As I understand it the residents of K&C’s housing estates voted to leave K&C Council and set up their own TMO, which was duly established in April 1996. The TMO has a management board of 15 people, of whom 8 are residents, four appointed by K&C Council and three independent. (The website currently shows 13 members, with apparent vacancies among the Council and independent members. Two of the three council-appointed members are councillors). It has largely been praised by officialdom, receiving three stars (out of a possible four) from the old Audit Commission before such external scrutiny was abolished by the Coalition government while its long-standing chair received the MBE for her services in 2012.
So the responsibility for the management of the nearly 10,000 Council properties in K&C lies not with the Council but with the TMO, with its built-in majority of residents.

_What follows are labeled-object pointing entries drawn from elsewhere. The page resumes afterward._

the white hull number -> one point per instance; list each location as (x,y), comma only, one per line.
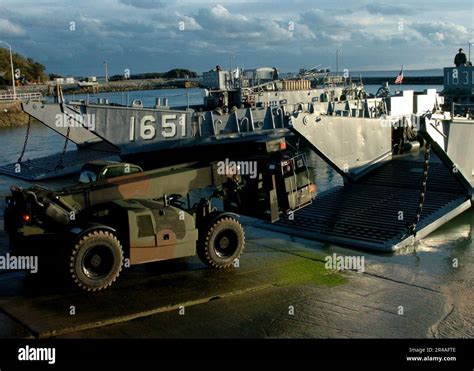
(171,126)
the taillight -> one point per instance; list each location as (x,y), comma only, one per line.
(282,144)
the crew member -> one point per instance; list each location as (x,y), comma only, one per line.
(460,58)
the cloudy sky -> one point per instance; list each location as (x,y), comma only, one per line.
(76,37)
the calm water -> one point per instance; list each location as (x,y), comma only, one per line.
(44,142)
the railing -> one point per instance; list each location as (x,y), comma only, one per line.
(21,96)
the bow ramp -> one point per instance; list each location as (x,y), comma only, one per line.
(68,121)
(378,207)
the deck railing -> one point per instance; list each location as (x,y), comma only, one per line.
(21,96)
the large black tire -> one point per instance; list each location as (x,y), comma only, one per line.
(222,244)
(96,260)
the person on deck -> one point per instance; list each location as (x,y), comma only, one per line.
(460,58)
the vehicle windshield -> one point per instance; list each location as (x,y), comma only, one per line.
(87,176)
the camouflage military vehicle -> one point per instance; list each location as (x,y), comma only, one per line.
(117,211)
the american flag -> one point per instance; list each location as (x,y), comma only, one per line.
(399,78)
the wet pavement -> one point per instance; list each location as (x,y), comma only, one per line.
(281,288)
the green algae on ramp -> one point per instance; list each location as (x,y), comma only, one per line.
(307,271)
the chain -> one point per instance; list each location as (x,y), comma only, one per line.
(26,141)
(424,183)
(60,163)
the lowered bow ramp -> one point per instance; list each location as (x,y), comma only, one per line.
(381,194)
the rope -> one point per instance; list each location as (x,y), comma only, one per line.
(61,159)
(424,183)
(25,142)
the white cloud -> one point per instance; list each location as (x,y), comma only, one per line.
(10,28)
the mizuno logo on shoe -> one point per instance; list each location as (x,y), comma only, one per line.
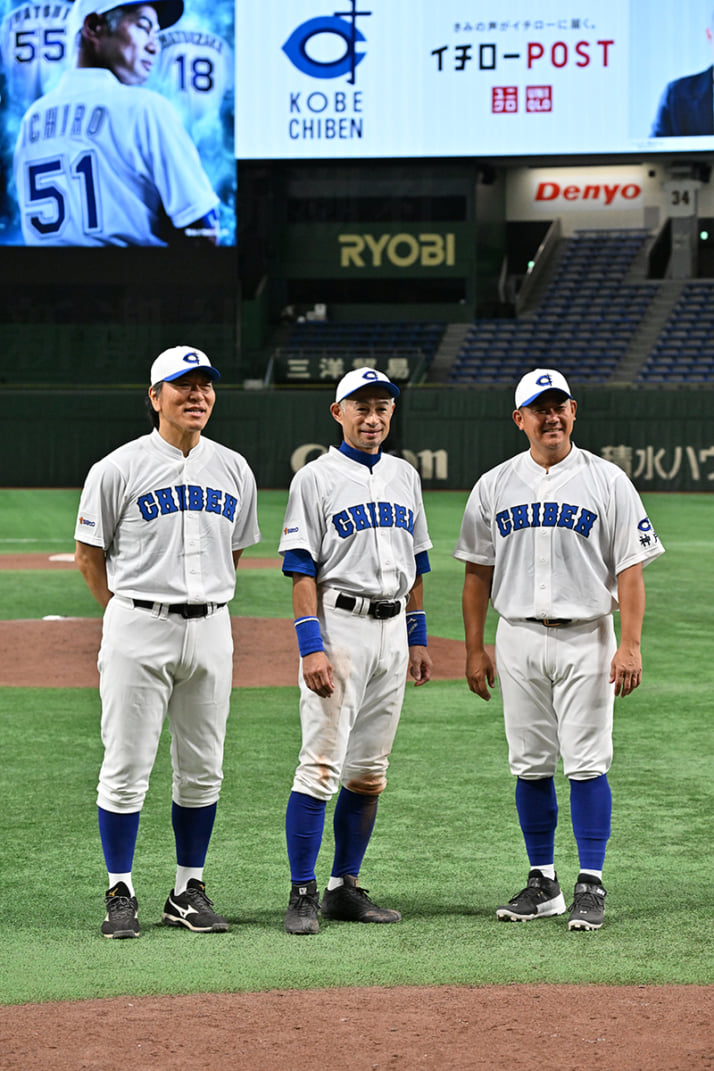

At present K&C Council seems to control just two of the 13 places.
The intention in setting up such organisations – free schools are another example – is a reasonable one, on the surface. It is based on the assumption that users of a service will always know better than the mere ‘professionals’ who have been trained to deliver it as to what is wanted and needed by the people concerned. People do often feel that they are not being listened to by the powers that be and this appears to be a way of breaking that cycle. However, it does mean that the elected representatives and their agencies have far less opportunity actually to intervene in practices that may be ineffective or, in the worst case, dangerous. The abolition of the Audit Commission, which cast an external eye over such matters, was a criminal act by Sir Eric Pickles and his colleagues and leaves us all in a more vulnerable position.
Grenfell House is being portrayed as a failure of officialdom, from the Central Government down through K&C Council, to take sufficient care of and concern for those in its charge. Yet the evidence suggests that maybe the opposite was the case – when locally elected, accountable representatives were in effect removed from responsibility for and powers over service provision, many of the mechanisms to protect residents were removed at the same time. The war on local government which has been waged by all parties of government for so long was bound to have casualties. We must do all we can to make sure that the difficult balance between professional expertise and service users’ desires does not swing too far in either direction.